Every morning I busted out my AeroPress at 7am, and ground my Costa Rican coffee, from the Helsar de Zarcero farm, from Kaldi's Coffee Roasters. I became known as "Hombre del Cafe," the "Coffee Man." The ladies from the church there at the Villa Union Iglesia de Cristo asked me to prepare a cup for them on the last day, which was a big honor (they thought the coffee was "muy fuerte" or "very strong" and tasted divine).
During the 25 (or so) hour drive back to Columbia, Missouri, we stopped at several gas stations and McDonald's restaurants. As one of the few drivers on this expedition, I thought staying awake was a priority; staying alert was not a job for something as insignificant as gas station or fast food coffee. Around 6:30 this morning, I asked the gas station attendants at one Oklahoma truck stop if I could simply use a styrofoam cup and hot water to make my own coffee. They told me it'd cost 49 cents. This was a rip-off, but a sale nonetheless. Around 10am, I bought a number two at Mickey D's on the Kansas Turnpike, near the godforsaken cesspool known as Lawrence, Kansas. Instead of taking the standard 'coffee' with the meal, I opted for a different beverage- no, not the $1.30 extra charge orange juice either. Rather, I asked for hot water. I whipped out the grinder and AeroPress again and made my own brew right then and there at the soda fountain counter. I caused a scene at both locations, but specialty coffee can do that sometimes. I'm sure most thought I was acting out a bit, being a tad dramatic, and overly zealous about coffee. I see it differently.
I am committed deeply to very few things. My faith, my family, my employer(s), and great coffee. I was on a mission trip of two kinds: Christian service and charity as well as Coffeevangelism. I would like to think I effectively practiced both on that trip, and hope to continue the practice daily hereafter.
I'm bummed I didn't take any pictures now that I'm blogging about it, but I'm more of a man of action, rather than detailed notation. Surely somebody on Facebook took a picture at some point. If so, I'll link to it.
Traveling? Get yourself a Hario Mini Mill Hand Grinder as well as an AeroPress. While you're at it, think about buying some solid coffee to take with you. There are many great specialty roasters out there (check the right side of my page if you don't know where to get started). Personally, if I had been able to roast my own (I couldn't since the last popper I bought was a dud) coffee, I would have.
This mission trip wasn't my first with coffee and I hope it isn't my last either. Coffee seems to be a cross-cultural bonding mechanism that nearly everyone can appreciate. It certainly gave me an inroad with the people we were serving in Villa Union. I think that most people who work in coffee would second my experiences- coffee unites.

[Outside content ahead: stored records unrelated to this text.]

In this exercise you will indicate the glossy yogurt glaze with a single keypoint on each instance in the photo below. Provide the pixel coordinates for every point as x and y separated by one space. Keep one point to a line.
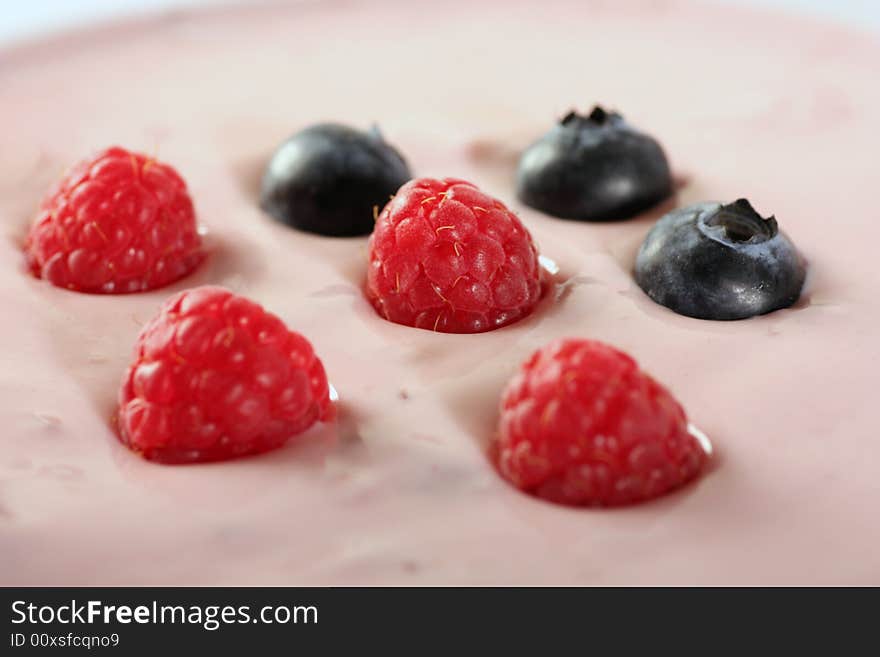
400 491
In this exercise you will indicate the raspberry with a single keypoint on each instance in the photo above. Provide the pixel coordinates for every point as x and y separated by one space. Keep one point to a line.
446 257
216 377
582 425
120 222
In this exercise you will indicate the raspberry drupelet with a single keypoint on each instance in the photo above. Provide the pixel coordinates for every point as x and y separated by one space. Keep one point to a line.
446 257
119 222
582 425
215 377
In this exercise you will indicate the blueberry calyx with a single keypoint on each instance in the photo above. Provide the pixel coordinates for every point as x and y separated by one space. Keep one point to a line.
739 223
720 261
593 167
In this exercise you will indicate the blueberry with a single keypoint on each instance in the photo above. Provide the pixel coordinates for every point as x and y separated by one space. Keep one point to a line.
593 168
327 179
714 261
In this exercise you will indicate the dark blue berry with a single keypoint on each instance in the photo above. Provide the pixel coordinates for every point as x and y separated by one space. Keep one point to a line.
593 168
328 178
714 261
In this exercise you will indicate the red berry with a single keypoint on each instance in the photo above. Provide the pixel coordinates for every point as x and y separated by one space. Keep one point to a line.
216 377
581 424
120 222
446 257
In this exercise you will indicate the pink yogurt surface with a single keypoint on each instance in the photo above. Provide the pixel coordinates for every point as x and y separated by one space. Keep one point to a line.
399 491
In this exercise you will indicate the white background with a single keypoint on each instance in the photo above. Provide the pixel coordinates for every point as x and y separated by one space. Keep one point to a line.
22 19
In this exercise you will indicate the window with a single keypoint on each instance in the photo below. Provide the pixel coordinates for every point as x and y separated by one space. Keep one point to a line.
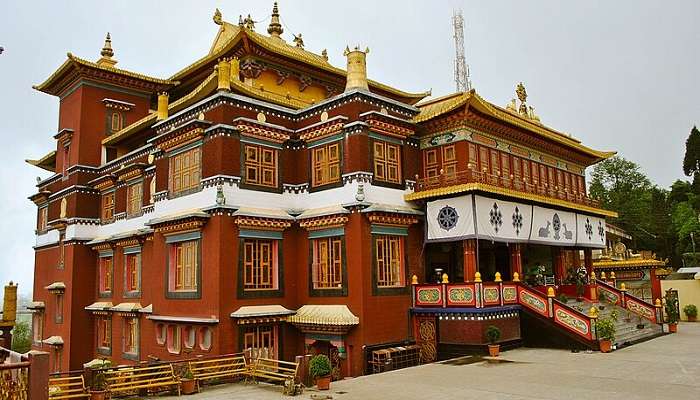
261 341
389 261
58 316
327 263
189 337
173 339
132 272
205 334
259 264
108 207
134 199
260 166
161 334
37 326
131 335
184 261
43 218
325 164
104 333
185 171
387 162
105 275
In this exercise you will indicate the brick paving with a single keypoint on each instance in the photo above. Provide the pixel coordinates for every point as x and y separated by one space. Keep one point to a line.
665 367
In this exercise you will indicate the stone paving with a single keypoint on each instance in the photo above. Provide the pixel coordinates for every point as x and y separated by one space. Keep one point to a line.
665 367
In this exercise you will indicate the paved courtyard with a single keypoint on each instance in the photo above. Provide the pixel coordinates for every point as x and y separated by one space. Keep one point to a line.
665 367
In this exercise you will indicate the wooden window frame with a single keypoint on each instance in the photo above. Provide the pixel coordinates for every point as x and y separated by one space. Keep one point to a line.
256 167
185 179
325 169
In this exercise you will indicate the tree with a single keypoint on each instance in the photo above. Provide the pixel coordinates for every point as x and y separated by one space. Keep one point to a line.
21 337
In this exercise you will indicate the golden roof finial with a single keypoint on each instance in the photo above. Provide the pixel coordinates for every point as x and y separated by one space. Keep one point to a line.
217 17
299 41
275 28
107 53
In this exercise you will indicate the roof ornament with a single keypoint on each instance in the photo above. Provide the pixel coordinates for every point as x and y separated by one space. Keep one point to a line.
107 53
275 28
299 41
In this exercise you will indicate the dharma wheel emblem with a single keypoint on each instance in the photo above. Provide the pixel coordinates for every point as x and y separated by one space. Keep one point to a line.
447 218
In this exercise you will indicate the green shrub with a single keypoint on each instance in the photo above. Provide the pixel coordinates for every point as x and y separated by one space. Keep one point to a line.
493 334
319 365
690 310
605 328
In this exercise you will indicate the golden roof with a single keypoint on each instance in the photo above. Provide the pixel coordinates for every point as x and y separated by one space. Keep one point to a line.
471 187
631 262
439 106
335 315
230 34
47 162
77 61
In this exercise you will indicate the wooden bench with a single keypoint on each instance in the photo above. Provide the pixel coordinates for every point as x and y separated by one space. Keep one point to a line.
224 367
131 380
276 371
72 387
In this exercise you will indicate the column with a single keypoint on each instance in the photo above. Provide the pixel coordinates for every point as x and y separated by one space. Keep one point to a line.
469 246
516 261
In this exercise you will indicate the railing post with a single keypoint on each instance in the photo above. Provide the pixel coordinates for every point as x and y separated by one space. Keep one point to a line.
38 386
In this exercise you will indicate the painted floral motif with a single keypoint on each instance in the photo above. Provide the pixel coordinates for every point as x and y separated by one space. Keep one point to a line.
430 296
510 294
460 295
571 321
533 302
496 218
517 221
490 295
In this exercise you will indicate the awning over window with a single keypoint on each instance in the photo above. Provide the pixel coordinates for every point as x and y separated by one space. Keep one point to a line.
53 341
261 314
324 319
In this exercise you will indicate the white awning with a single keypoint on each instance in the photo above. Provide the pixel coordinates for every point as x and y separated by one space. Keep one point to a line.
261 311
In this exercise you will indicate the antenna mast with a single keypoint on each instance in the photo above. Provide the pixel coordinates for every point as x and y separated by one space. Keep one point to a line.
461 68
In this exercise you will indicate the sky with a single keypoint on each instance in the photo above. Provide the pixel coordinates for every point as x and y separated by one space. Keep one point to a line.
618 75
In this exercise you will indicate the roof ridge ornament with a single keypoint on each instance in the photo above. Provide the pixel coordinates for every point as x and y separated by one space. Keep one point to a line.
107 53
275 28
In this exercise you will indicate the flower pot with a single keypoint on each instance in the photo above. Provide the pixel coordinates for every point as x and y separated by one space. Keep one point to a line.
98 394
188 386
323 382
605 346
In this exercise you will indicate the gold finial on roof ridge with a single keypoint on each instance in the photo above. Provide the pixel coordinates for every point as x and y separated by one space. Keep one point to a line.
275 28
107 53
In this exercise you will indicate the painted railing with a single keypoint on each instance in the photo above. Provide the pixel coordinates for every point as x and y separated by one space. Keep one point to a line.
508 182
621 298
478 294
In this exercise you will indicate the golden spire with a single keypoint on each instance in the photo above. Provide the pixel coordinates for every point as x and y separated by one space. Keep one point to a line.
218 19
357 68
107 53
275 28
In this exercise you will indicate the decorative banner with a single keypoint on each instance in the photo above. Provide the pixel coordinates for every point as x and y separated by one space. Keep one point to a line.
590 231
498 219
450 219
553 226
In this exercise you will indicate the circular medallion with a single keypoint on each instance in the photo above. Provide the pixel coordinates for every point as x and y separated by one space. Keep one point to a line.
447 218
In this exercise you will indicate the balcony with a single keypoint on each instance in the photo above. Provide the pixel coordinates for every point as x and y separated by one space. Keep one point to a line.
511 183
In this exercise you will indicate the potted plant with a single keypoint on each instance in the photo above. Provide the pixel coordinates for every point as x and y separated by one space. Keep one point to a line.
606 333
188 385
493 334
320 369
98 386
691 312
672 312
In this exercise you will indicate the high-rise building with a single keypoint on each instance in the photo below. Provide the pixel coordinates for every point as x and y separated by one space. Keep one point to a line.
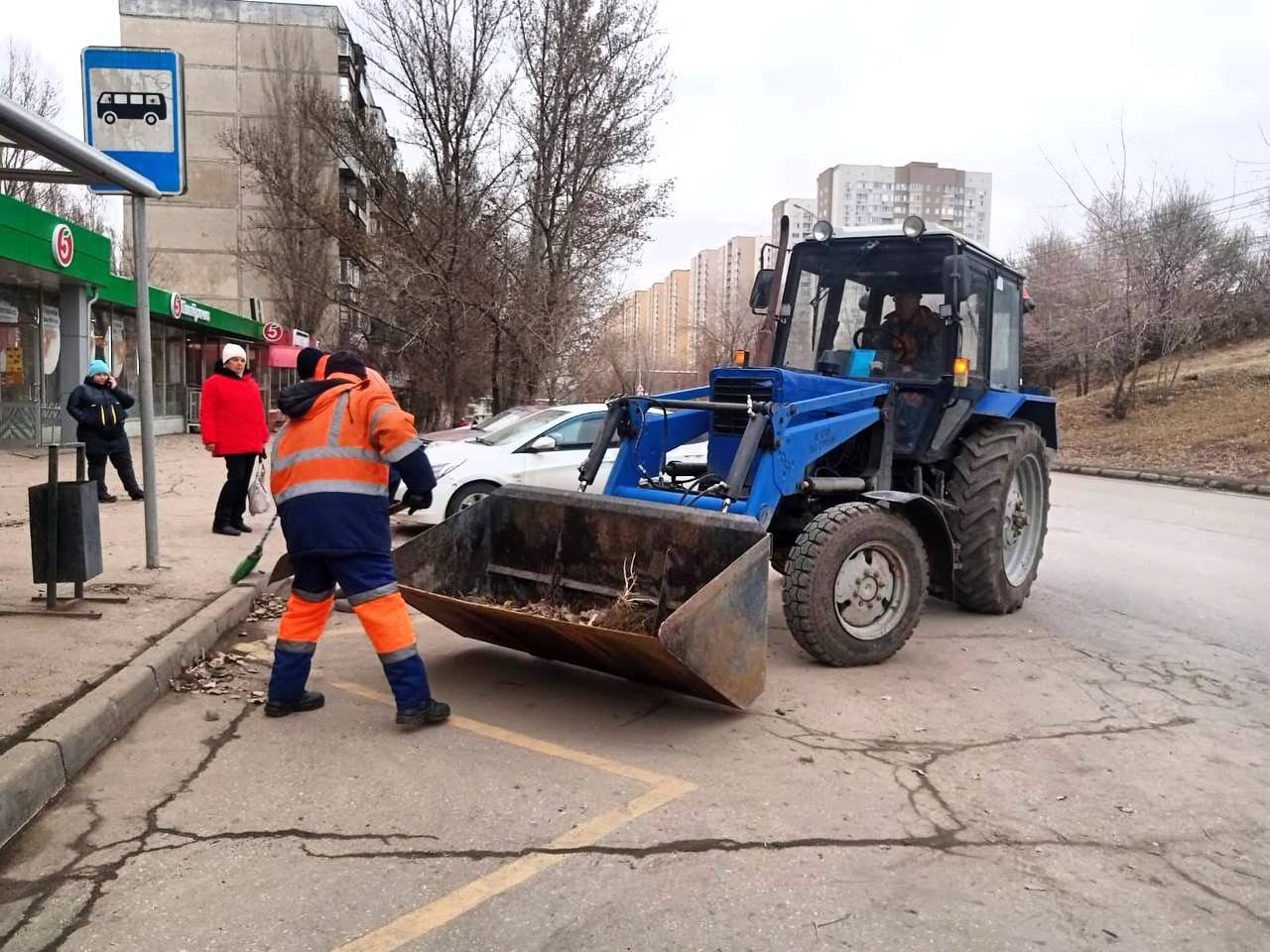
234 53
880 194
705 293
740 259
677 324
803 216
657 322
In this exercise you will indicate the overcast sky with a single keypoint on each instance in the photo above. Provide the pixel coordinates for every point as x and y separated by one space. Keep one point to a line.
762 107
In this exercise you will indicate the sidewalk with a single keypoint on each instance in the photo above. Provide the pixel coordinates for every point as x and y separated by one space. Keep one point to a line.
51 661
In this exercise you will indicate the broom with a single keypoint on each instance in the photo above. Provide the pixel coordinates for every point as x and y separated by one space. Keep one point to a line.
253 558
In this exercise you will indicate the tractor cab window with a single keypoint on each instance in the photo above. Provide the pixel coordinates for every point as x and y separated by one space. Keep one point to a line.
1006 302
879 298
974 318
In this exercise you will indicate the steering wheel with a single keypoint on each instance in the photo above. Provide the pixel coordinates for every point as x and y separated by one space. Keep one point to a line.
857 338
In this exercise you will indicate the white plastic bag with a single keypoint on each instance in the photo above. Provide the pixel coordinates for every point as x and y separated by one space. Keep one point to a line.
258 497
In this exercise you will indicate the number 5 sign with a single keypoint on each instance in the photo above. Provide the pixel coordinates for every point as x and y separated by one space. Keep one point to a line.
64 245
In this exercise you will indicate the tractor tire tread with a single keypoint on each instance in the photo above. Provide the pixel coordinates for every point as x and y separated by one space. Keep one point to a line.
976 488
798 595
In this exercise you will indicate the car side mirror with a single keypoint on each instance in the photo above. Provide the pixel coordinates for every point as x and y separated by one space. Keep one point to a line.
956 280
761 295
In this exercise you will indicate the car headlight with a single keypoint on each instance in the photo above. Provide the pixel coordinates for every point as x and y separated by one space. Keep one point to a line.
440 470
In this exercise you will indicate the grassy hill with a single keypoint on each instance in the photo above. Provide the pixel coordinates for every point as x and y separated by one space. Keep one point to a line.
1215 421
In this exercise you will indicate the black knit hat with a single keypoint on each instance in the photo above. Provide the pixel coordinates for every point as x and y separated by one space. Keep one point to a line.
345 362
307 362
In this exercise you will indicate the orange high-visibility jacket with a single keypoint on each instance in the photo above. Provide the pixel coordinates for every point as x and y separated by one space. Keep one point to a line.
330 465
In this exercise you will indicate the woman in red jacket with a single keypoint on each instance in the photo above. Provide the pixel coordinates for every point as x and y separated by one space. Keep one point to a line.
231 419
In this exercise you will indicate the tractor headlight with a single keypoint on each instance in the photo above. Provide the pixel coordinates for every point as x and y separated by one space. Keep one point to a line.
913 226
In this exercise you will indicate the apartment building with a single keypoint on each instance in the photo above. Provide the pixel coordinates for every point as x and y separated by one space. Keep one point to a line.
742 258
657 325
803 214
232 53
679 329
879 194
705 290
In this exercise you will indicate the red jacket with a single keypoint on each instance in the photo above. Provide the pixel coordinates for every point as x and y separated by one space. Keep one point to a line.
230 414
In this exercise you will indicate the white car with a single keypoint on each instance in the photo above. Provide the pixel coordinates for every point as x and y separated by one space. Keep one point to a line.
543 449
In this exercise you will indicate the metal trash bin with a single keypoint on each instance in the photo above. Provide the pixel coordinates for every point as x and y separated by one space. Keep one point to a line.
64 527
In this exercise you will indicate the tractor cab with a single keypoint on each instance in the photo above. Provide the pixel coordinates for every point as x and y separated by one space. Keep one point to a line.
924 308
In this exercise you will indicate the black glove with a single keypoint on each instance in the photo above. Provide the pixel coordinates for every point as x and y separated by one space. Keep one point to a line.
417 500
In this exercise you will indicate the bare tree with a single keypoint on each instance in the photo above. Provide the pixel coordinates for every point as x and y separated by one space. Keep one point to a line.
734 327
24 79
593 77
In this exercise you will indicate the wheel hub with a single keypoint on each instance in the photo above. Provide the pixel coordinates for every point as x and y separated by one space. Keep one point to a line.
1023 520
869 592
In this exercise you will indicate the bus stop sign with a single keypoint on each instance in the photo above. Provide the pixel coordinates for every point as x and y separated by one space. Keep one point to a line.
135 112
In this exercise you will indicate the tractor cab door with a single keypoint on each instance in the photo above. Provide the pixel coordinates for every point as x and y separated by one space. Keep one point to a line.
1003 361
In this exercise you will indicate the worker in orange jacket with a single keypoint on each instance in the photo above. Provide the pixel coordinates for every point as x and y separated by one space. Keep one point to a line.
329 479
312 365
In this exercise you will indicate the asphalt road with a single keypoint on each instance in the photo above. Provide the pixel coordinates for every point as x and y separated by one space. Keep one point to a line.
1088 774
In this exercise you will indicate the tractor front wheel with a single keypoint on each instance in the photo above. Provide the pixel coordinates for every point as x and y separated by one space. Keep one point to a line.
1000 493
855 584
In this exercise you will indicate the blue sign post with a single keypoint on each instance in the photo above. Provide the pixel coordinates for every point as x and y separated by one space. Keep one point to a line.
135 112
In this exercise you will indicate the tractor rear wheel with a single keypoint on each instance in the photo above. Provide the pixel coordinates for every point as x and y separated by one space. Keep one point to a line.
1000 492
855 584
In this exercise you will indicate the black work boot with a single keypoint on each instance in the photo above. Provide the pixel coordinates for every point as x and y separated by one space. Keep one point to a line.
431 711
309 701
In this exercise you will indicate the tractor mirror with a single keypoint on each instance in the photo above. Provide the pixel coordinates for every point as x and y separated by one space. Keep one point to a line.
956 280
761 295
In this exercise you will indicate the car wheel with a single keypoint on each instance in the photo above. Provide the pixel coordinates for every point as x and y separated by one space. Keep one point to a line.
468 497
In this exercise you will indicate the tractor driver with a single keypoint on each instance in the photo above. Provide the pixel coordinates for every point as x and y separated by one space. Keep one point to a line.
912 333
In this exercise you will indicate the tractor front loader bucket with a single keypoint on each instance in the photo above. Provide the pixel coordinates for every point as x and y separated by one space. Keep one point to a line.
653 593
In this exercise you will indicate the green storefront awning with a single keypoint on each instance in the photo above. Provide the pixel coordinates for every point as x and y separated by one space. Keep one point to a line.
27 236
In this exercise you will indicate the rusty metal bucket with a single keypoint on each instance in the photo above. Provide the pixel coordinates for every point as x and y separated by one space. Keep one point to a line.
698 580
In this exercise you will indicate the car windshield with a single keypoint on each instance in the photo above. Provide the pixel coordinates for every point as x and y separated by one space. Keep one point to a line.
498 420
887 291
521 429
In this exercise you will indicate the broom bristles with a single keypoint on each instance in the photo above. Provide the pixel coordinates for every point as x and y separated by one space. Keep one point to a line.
246 565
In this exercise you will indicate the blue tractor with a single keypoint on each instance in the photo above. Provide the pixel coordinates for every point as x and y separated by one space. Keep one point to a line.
878 448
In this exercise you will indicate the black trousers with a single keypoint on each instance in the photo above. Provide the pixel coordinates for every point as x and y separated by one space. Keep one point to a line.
231 503
122 466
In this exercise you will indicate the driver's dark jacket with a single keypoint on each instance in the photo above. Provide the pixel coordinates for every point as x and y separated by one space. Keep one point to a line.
915 339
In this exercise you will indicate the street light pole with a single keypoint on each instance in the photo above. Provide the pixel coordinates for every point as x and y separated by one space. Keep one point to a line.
141 284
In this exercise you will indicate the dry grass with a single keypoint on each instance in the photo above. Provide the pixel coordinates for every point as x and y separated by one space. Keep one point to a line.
1214 422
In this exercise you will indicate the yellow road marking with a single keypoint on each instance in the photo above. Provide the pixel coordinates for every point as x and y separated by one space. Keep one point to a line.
420 921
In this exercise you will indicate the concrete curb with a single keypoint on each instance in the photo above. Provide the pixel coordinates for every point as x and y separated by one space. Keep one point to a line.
39 769
1220 484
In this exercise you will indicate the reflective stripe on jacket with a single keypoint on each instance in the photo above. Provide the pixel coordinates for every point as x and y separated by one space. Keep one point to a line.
330 466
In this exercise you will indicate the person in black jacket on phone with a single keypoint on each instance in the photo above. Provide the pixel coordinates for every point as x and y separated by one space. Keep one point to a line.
99 407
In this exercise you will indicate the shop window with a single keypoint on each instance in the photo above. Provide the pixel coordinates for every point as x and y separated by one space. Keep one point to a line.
19 367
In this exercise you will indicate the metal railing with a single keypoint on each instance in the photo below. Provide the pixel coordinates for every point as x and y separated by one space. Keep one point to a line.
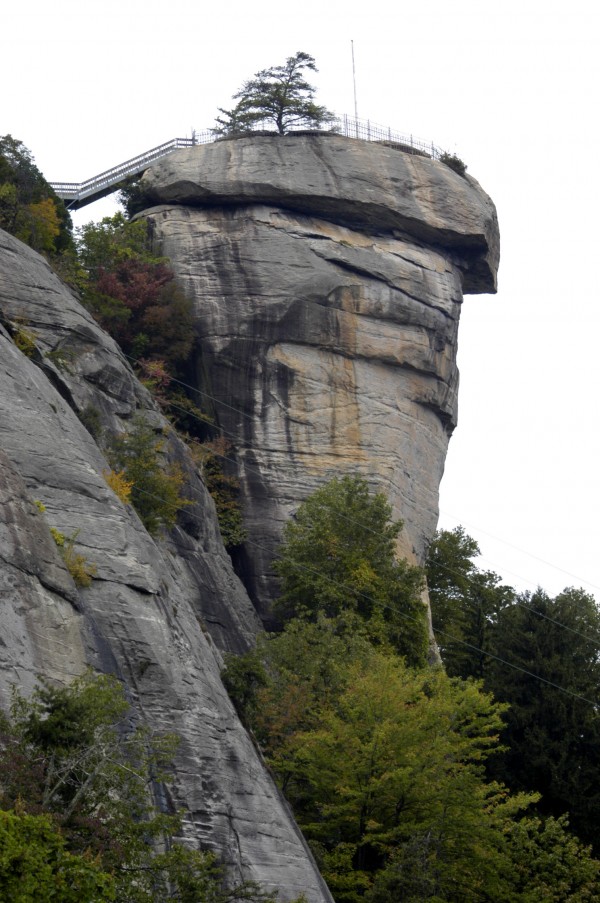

Lord, thank You for the safe and successful journey to Villa Union. I pray the church there can fill the new sanctuary we build as well as use the baptistry that is now in place. Also Lord, I thank You for creating such an awesome drink that assists in the process of meeting people as well as keeping travelers safely alert (if not in need of more restroom breaks). Keep my head deflated and on straight.